Stunning photo captures Northern Lights dancing in the sky above Souter Lighthouse in South Shields
A stunning photo has captured the Northern Lights in full display above Souter Lighthouse, in South Shields last night, Sunday, October 2nd.
The display was caught on camera by local photographer Steven Lomas at around 10.30-11pm, who was delighted to capture the amazing sight in all its glory.
Steven, 36, a civil service worker from Marsden, has captured the lights on a number of different occasions, but is still blown away by its magnificence.
He said: “It was really fabulous to see. It lasted pretty much all night.
"I’ve seen the Northern Lights now 50 or 60 times from South Shields, Northumberland and abroad and it never gets boring. Each display is different from the last one so it’s just as exciting seeing them now as it was seeing them for the first time.”

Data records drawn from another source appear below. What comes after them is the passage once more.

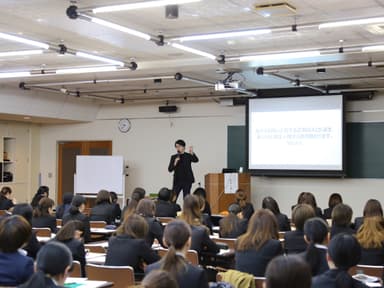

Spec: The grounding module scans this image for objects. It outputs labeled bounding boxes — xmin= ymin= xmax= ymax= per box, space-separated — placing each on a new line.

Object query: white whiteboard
xmin=74 ymin=156 xmax=125 ymax=196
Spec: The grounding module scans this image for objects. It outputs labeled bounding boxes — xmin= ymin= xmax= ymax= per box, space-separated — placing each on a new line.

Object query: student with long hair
xmin=63 ymin=195 xmax=91 ymax=243
xmin=262 ymin=197 xmax=291 ymax=231
xmin=302 ymin=217 xmax=329 ymax=276
xmin=265 ymin=255 xmax=312 ymax=288
xmin=31 ymin=186 xmax=49 ymax=209
xmin=0 ymin=215 xmax=33 ymax=287
xmin=32 ymin=197 xmax=57 ymax=233
xmin=312 ymin=234 xmax=367 ymax=288
xmin=284 ymin=204 xmax=315 ymax=254
xmin=235 ymin=209 xmax=283 ymax=277
xmin=136 ymin=199 xmax=163 ymax=246
xmin=356 ymin=216 xmax=384 ymax=265
xmin=180 ymin=195 xmax=220 ymax=255
xmin=105 ymin=214 xmax=159 ymax=277
xmin=146 ymin=220 xmax=208 ymax=288
xmin=12 ymin=203 xmax=41 ymax=259
xmin=219 ymin=203 xmax=248 ymax=238
xmin=55 ymin=220 xmax=86 ymax=277
xmin=20 ymin=242 xmax=72 ymax=288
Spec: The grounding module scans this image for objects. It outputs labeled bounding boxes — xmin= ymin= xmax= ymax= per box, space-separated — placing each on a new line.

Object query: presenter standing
xmin=168 ymin=140 xmax=199 ymax=201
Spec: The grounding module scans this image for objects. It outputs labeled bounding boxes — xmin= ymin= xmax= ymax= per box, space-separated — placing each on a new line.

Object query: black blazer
xmin=219 ymin=218 xmax=248 ymax=238
xmin=311 ymin=269 xmax=368 ymax=288
xmin=331 ymin=224 xmax=356 ymax=238
xmin=105 ymin=235 xmax=160 ymax=273
xmin=155 ymin=200 xmax=180 ymax=217
xmin=275 ymin=213 xmax=291 ymax=231
xmin=168 ymin=152 xmax=199 ymax=183
xmin=145 ymin=256 xmax=208 ymax=288
xmin=32 ymin=215 xmax=57 ymax=233
xmin=145 ymin=217 xmax=164 ymax=246
xmin=235 ymin=239 xmax=283 ymax=277
xmin=89 ymin=203 xmax=115 ymax=225
xmin=63 ymin=212 xmax=91 ymax=243
xmin=191 ymin=226 xmax=220 ymax=255
xmin=284 ymin=230 xmax=308 ymax=254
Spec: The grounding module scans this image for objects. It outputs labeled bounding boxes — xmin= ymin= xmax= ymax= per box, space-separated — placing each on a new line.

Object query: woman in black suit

The Northern Lights are caused by ‘solar wind’ which cause electrically charged particles to collide with the Earth’s magnetic field and atmosphere.
The solar wind distorts the Earth's magnetic field as it approaches, allowing some charged particles from the Sun to enter the Earth's atmosphere at the magnetic north pole and the magnetic south pole.
As these charged particles "excite" gases in our atmosphere, they make make them glow.
The solar wind can cause the Earth's magnetic field lines to disconnect from the planet, and when they "snap back" into position, charged particles from the solar wind are again pushed into the Earth's atmosphere, causing aurora.
The more magnetic field lines disconnect and snap back, the further south the Northern Lights can be seen.